MetaTrader and Python integration

NQuotes is designed to integrate MetaTrader with .NET platform. This platform is language independent, which gives you as a developer a larger choice of languages than a single MQL. Python is one of the most popular languages, so why not try it?

NQuotes contains a sample of an expert advisor for MT4 in Python, or more specifically - in IronPython, which is an advanced Python implementation for .NET platform. It has some peculiarities, but most of the time you can expect that your Python code works the same way. The Python standard library and a lot of 3rd party libraries are available to use as well.

How to try the sample?

Prerequisites:

After you install NQuotes, the PyMovingAverage sample is located in "%TERMINAL_DATA_PATH%\MQL4\Projects\nquotes\PyMovingAverage" folder.

  1. Open "PyMovingAverage.sln" and build it. It assumes that IronPython is installed at "c:\Program Files\IronPython 2.7", so if you have a different installation path, please fix the DLL references. The required DLLs are located in "Platforms\Net40" subdirectory of the installation folder.
  2. Start debugging (F5).
  3. Open MT4 terminal and run "nquotes" expert advisor. You can run it in the Strategy Tester with "Open prices only" model and a date period.

Description of the Python and MetaTrader integration sample

IronPython can't build "CLS-compliant" assemblies so far, so it needs to be hosted in a C# application. The hosting code is a "PyMovingAverage.cs" class. This class has several tasks:

  • finds the .py module file (it adds the DLL directory to sys.path so that the module is found)
  • creates an expert advisor object and wires it with the API calls
  • adds required DLL references so that you don't have to deal with it
  • handles exceptions

The expert advisor is a "MovingAverage.py" class, which is converted to Python from a MT4 sample "Moving Average.mq4" (see "%TERMINAL_DATA_PATH%\MQL4\Experts").
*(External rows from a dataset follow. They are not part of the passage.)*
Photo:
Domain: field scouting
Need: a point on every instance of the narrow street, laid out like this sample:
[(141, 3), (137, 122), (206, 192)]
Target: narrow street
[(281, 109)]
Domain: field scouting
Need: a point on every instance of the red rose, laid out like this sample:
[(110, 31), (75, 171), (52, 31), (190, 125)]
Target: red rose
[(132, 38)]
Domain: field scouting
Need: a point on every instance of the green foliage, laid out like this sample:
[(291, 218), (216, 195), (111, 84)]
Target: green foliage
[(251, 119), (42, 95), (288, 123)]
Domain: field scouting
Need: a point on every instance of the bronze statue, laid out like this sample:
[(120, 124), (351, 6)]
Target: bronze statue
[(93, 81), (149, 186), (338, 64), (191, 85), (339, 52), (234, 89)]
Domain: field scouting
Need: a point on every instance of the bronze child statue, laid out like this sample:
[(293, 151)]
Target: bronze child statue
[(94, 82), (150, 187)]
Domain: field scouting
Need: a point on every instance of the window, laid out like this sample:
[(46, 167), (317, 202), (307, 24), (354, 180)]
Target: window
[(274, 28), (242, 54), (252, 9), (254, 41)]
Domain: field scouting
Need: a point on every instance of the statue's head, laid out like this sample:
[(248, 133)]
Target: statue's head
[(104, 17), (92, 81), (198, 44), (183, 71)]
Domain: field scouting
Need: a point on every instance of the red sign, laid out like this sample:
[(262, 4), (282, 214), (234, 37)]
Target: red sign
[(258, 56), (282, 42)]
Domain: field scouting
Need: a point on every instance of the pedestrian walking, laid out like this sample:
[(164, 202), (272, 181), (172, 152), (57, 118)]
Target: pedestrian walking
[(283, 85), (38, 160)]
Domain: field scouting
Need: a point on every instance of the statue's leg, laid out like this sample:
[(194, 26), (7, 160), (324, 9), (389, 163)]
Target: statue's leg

This code is very close to what you would normally have if you used C# to create a EA. It's very similar to the MQL counterpart with a few differences. The main difference is scoping. We don't want to pollute the global scope, so we always to have to specify the scope (which is a common thing to do in Python):

  • all code is inside a class, therefore methods and properties must be accessed through "self." prefix
  • static constants declared in the class must be accessed through "MovingAverage." prefix (the class name)
  • MQL functions must be called with "mql." prefix (which is an alias to "self.api.")
  • MQL constants must be accessed through "C." prefix

Tips for using IronPython with NQuotes

Building your EA as a DLL and obfuscation

There's a tool "pyc.py" in "Tools/Scripts" folder that can compile Python files into DLLs. Using this tool you can build your EA module as a DLL, which must be added to your C# code using a call to _engine.Runtime.LoadAssembly(). Later on you can use obfuscation software to obfuscate it providing additional security for your solution.

If everything is built from sources, you don't need to have IronPython installed on the machine, you just need all DLLs with their dependencies to be in ExpertsDirPath.

Standard library

IronPython contains a standard library implementation, but it needs to be located, otherwise you will get some "ImportError: No module named x" errors. The simplest option is to add it to sys.path like this:
import sys
sys.path.append(r'c:\Program Files\IronPython 2.7\Lib')

Another option is to set it in the IRONPYTHONPATH environment variable.

This works fine for development. For release builds you might not want to ask clients to install IronPython, therefore you'll need to copy all your dependencies into the build output folder or build them as a DLL (see for example IronPython: EXE compiled using pyc.py cannot import module "os").